- Directed by: Charles M. Jones
- Story by: Tedd Pierce
- Music by: Carl W. Stalling
- Animation by: Ben Washam
- Color process: Technicolor
- Production company: Warner Bros. Cartoons
- Distributed by: Warner Bros. Pictures
- Release date: February 24, 1945;
- Running time: 6:52
- Language: English

= Trap Happy Porky =

Trap Happy Porky is a 1945 Warner Bros. Looney Tunes short directed by Chuck Jones and written by Tedd Pierce. The short was released on February 24, 1945, and features Porky Pig, along with Hubie and Bertie, an early version of Claude Cat and a prototype of Hector the Bulldog.

==Plot==
At Uncle Tom's Cabin, Porky is trying to get some sleep, but mice Hubie and Bertie are down there stealing food and breaking things against his will. He tries to capture them with a simple mousetrap, but fails as the mice prove to be too smart for him. He then gets a cat and it throws the mice out with his contraption.

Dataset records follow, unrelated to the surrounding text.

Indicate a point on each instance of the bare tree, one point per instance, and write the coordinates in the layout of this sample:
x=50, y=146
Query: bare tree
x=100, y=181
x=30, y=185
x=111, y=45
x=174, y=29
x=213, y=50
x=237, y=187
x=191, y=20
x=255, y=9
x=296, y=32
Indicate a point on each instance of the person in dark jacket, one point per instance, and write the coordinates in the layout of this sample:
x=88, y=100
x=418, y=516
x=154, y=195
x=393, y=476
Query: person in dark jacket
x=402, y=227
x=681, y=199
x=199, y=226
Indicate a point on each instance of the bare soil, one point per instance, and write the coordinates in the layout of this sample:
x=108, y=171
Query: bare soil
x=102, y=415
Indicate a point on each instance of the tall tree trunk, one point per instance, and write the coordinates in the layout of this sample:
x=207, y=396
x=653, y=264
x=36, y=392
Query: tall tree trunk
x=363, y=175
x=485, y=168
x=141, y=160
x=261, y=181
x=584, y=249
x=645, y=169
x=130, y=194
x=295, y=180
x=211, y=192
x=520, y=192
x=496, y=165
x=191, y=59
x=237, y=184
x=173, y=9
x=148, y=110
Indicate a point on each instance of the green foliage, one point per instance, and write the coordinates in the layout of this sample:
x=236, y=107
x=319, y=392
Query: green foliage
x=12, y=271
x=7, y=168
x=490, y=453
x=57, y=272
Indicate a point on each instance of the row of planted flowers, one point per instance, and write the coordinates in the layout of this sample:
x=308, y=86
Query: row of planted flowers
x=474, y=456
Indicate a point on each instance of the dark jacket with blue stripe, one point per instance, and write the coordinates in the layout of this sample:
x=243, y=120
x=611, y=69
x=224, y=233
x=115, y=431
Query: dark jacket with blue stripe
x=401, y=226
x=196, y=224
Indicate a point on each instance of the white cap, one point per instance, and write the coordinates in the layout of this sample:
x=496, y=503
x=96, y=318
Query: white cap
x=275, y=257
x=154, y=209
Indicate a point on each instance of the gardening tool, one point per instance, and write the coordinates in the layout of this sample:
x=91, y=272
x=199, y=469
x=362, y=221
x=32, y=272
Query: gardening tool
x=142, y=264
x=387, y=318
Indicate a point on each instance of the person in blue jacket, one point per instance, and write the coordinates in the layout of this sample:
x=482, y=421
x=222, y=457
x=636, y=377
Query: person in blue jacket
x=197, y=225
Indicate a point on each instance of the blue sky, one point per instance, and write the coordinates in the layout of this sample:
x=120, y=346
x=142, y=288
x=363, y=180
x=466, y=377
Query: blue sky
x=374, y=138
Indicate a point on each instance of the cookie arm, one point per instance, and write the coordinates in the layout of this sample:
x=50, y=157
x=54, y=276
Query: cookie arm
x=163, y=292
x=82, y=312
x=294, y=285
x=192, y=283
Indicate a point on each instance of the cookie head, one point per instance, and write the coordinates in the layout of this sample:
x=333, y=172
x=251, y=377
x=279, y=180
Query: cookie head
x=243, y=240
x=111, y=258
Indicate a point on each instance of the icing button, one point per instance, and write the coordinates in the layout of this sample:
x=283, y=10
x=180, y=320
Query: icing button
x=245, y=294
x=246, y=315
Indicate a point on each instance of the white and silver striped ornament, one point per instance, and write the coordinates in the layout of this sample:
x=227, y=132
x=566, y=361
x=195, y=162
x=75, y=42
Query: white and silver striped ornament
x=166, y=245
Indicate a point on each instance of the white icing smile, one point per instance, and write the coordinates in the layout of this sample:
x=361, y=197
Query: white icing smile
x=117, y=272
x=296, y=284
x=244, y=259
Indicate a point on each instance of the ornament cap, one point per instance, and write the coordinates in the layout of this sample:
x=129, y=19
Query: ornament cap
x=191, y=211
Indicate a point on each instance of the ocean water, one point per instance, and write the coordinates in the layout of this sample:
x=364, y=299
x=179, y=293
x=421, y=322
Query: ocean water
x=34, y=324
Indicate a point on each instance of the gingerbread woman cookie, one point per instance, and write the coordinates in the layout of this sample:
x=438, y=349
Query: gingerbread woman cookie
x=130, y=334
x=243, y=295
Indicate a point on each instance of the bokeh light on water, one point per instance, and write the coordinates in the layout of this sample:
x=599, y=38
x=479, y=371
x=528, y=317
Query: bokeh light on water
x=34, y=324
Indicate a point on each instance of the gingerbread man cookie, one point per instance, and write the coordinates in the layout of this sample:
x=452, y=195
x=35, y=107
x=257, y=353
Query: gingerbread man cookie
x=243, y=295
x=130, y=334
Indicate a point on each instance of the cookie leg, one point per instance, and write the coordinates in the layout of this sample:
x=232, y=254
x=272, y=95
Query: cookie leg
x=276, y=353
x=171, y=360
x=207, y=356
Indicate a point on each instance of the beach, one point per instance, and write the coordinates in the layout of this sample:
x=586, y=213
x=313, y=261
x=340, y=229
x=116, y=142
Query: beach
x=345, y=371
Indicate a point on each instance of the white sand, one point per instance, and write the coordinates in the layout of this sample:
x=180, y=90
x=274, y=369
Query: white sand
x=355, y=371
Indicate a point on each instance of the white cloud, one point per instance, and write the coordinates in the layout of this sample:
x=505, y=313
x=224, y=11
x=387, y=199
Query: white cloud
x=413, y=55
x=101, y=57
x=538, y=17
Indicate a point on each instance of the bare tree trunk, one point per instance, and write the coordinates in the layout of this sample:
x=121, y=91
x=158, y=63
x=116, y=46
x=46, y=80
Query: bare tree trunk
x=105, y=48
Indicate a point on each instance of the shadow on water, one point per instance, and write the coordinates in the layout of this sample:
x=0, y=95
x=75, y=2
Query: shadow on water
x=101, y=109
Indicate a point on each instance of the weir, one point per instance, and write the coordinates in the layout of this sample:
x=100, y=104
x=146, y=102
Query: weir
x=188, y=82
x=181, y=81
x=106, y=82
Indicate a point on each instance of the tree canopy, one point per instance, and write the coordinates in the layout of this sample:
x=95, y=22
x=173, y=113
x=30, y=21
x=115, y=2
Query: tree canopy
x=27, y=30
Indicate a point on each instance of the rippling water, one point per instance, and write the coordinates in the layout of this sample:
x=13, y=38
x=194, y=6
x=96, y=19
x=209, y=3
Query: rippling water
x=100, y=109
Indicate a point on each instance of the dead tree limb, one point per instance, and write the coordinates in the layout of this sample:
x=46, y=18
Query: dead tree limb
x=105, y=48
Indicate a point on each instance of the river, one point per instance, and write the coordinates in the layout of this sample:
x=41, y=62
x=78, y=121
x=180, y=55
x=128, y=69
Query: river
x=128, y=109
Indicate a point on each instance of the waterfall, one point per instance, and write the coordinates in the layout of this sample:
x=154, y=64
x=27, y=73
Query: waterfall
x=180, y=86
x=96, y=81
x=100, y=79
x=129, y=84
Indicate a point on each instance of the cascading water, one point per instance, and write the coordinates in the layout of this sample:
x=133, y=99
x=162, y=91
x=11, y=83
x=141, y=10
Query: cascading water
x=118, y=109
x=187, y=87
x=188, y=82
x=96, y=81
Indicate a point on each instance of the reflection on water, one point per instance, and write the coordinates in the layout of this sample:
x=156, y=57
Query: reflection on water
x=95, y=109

Porky keeps the cat and goes to sleep, but the cat invites other cats to get intoxicated, play the piano and drunkenly sing "Moonlight Bay". After failing multiple times to throw them out, Porky buys a bulldog from town to get rid of them, but the dog also gets drunk and sings with the cats instead, singing "When Irish Eyes are Smiling". With no other options remaining, Porky resigns to the old saying of "if you can't beat 'em, join 'em", singing along with the dog and the cats.

==Home media==
Trap Happy Porky is available unedited and restored with its original opening and closing titles on Disc II of Looney Tunes Mouse Chronicles: The Chuck Jones Collection.